Entrevista con Michel Wieviorka[i], traducción de Mirta Segoviano (modificada Horacio Potel) en El siglo y el perdón seguida de Fe y saber.- 1ª. ed., Buenos Aires, Ediciones de la Flor, 2003, pp. 7-39. 


Michel WieviorkaSu seminario trata acerca de la cuestión del perdón. ¿Hasta dónde se puede perdonar? Y el perdón, ¿puede ser colectivo, es decir, político e histórico?
 Jacques Derrida. En principio, no hay un límite para el perdón, no hay medidano hay moderación, no hay “¿hasta dónde?”. Siempre que, evidentemente, acordemos algún sentido “propio” a esta palabra. Ahora bien, ¿a qué llamamos “perdón”? ¿Qué es aquello que requiere un “perdón”? ¿Quién requiere, quién apela al perdón? Es tan difícil medir un perdón como tomar las medidas de estas preguntas. Por varias razones, que me apronto a situar.

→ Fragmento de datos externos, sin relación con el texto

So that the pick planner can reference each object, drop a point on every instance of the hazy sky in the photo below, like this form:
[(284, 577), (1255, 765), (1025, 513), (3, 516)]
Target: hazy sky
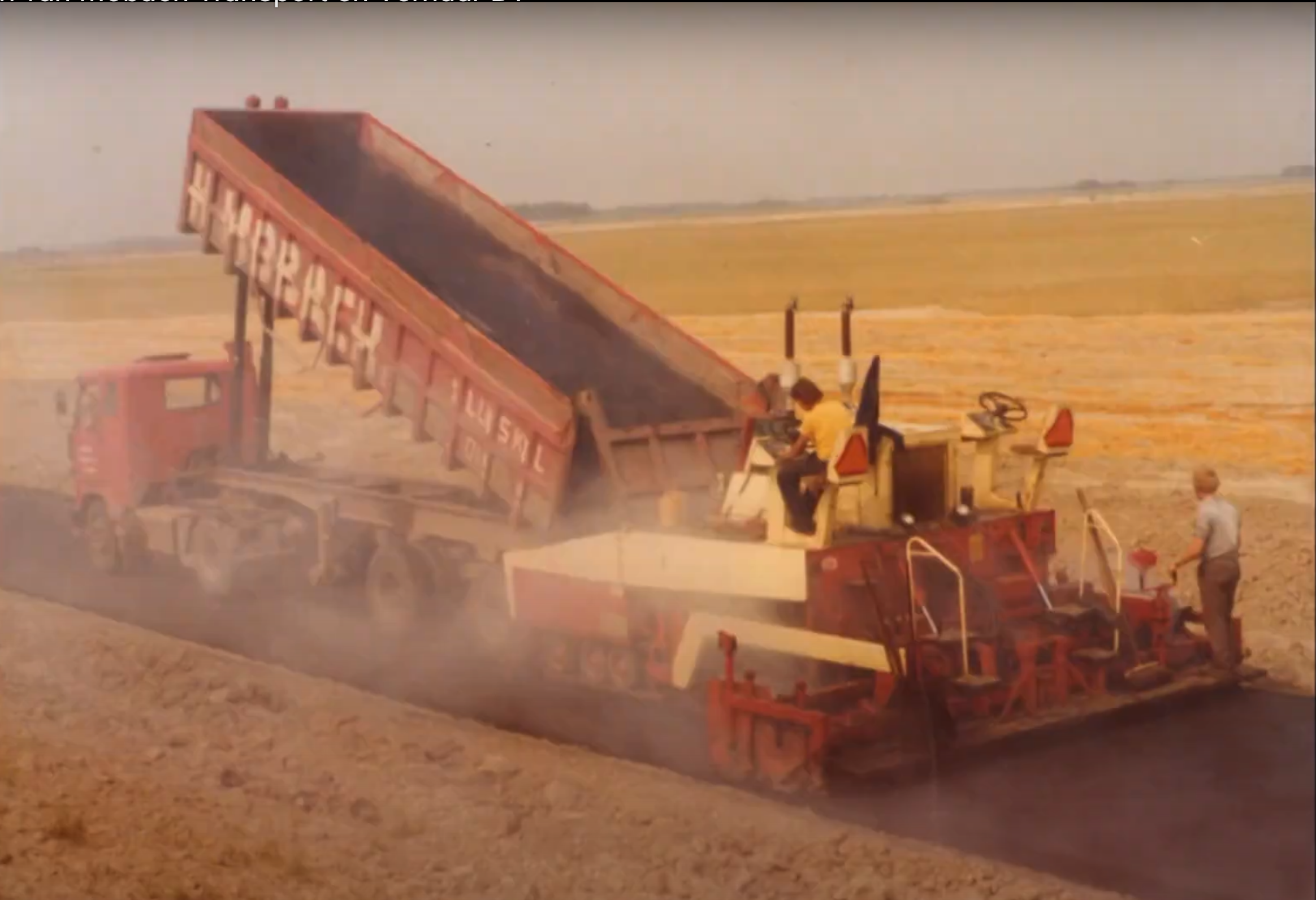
[(631, 103)]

 1. En primer lugar, porque se mantiene el equívoco, principalmente en los debates políticos que reactivan y desplazan hoy esta noción, en todo el mundo. El perdón se confunde a menudo, a veces calculadamente, con temas aledaños: la disculpa, el pesar, la amnistía, la prescripción, etc., una cantidad de significaciones, algunas de las cuales corresponden al derecho, al derecho penal con respecto al cual el perdón debería permanecer en principio heterogéneo e irreductible.
 2. Por enigmático que siga siendo el concepto de perdón, ocurre que el escenario, la figura, el lenguaje a que tratamos de ajustarlo, pertenecen a una herencia religiosa (digamos abrahámica, para reunir en ella el judaísmo, los cristianismos y los islams). Esta tradición -compleja y diferenciada, incluso conflictiva- es singular y a la vez está en vías de universalización, a través de lo que cierto teatro del perdón pone en juego o saca a la luz.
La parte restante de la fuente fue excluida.